When I would snuggle up to him, he would wrap his arm around me and pull me in until my breast was firmly pushing up against his arm and chest. This only caused me to become even more turned on than I was pretending not to be. His touch was exhilarating, and I began to long for it when we weren't on the couch.
I've always been touchy, feely with lots of hugging and back rubs and that sort of thing, but now we had taken that to another level. I would constantly wrap my arms around him until he would hold me tightly against his muscular frame. It was becoming common for either of us to rest a hand on the other if we were close to one another. Usually, he would slip his arm around my waist and rest his hand just under my breast or I would run both hands over his chest and wait for him to pull me in for a close hug. Our bodies would be so close that even our knees would touch. I simply couldn't get enough of him.
You have to love the internet. If you have an idea about anything, all you need to do is search online to find out things you never imagined. One day while my son was busy doing online classes I had the idea to search for "what could I do to bring about a stronger feeling of nurturing for my child?" The list included supporting, touching, setting boundaries, communicating etc. I felt like I was doing all those things, so I kept searching for something I wasn't doing, until I found an article that piqued my interest.
The article was titled "How to Foster a Nurturing ABF Relationship". What is ABF? Well, that question was answered in the first few sentences. ABF stands for adult breastfeeding relationship. According to the article, the connection between partners becomes very strong. I immediately thought back to when I had breastfed my son and how I felt every time he would latch onto my nipple. A calm peace would come over me that was indescribable. Euphoria comes to mind, as well as a deep bonding. Now that some time has passed, I can remember fondly, feeling very sexually charged and occasionally having small orgasms from the over stimulation of my breasts. Mm I miss those days.
How could I get that back with my son? Would he even want to do something like that? Where do I even begin? Once again, I went down the rabbit hole of the internet looking for answers. In no time at all I had read a few articles about re lactating. Apparently, since I had done it before it was supposed to be easier. There is a mountain of info out there and it didn't take me long to figure out the next step.
I needed a reason to explain to my son why I was going to start this milky journey. I had to think about it for a couple of days before it hit me. With the pandemic in full force, milk banks were not getting enough donations to keep up with demand. Some women have a difficult time producing milk and the milk banks are there to help with that issue.

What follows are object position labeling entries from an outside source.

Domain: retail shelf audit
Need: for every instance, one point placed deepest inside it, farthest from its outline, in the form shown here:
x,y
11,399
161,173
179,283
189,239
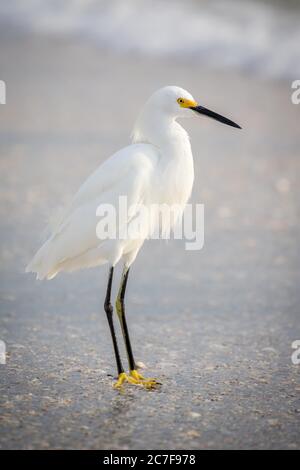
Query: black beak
x,y
216,116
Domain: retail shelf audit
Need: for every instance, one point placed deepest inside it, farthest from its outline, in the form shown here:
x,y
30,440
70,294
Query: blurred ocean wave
x,y
258,37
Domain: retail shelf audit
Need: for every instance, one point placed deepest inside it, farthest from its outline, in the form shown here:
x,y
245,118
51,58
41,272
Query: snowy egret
x,y
156,168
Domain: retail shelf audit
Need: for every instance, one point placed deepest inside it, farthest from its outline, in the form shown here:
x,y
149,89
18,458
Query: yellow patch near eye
x,y
184,103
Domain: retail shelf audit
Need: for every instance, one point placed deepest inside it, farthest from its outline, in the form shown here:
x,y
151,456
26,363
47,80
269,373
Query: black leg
x,y
120,305
109,313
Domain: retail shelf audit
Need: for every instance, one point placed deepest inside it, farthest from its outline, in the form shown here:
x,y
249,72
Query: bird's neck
x,y
162,131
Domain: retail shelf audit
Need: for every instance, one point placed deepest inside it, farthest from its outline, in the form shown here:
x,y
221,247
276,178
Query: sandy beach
x,y
215,326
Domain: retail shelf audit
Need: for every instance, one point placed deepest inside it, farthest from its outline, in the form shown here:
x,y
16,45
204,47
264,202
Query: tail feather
x,y
41,263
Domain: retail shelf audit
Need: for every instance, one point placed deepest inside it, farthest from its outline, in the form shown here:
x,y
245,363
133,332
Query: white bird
x,y
157,168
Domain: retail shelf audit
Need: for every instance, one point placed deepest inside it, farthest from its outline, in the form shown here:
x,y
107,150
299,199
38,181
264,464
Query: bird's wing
x,y
127,173
110,175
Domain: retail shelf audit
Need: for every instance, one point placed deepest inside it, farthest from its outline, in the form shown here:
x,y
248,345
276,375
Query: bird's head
x,y
177,102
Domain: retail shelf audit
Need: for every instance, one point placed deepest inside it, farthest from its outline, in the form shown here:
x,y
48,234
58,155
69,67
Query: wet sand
x,y
215,326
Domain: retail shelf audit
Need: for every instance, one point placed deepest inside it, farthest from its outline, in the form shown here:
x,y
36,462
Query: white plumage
x,y
157,168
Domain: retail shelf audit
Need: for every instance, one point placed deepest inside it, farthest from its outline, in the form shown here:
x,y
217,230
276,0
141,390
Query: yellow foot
x,y
139,379
135,379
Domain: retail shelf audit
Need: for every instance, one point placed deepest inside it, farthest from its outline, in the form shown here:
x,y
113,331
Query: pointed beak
x,y
213,115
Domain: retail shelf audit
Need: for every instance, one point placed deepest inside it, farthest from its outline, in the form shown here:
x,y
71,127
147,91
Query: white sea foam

It was perfect. With a good plan laid out in my head, I got online and purchased a breast pump, nursing bras and some domperidone to help things move faster. I was so excited; I didn't want to wait any longer than I had to. Now how to bring the subject up to my son? I decided that our special snuggle time was the best place to do it, so I waited until that evening to broach the subject.
We had been on the couch for about a half an hour when I rolled myself over so that I was looking up at him with my head firmly in his lap. I could literally feel the pulse in his cock it was so hard. I started with "there's something I want to talk with you about". I then proceeded to tell him about the poor mothers that couldn't feed their babies and how that really pulled at my heart strings. I told him about how much I loved breastfeeding him and how much it meant to me and how I believed that I could help.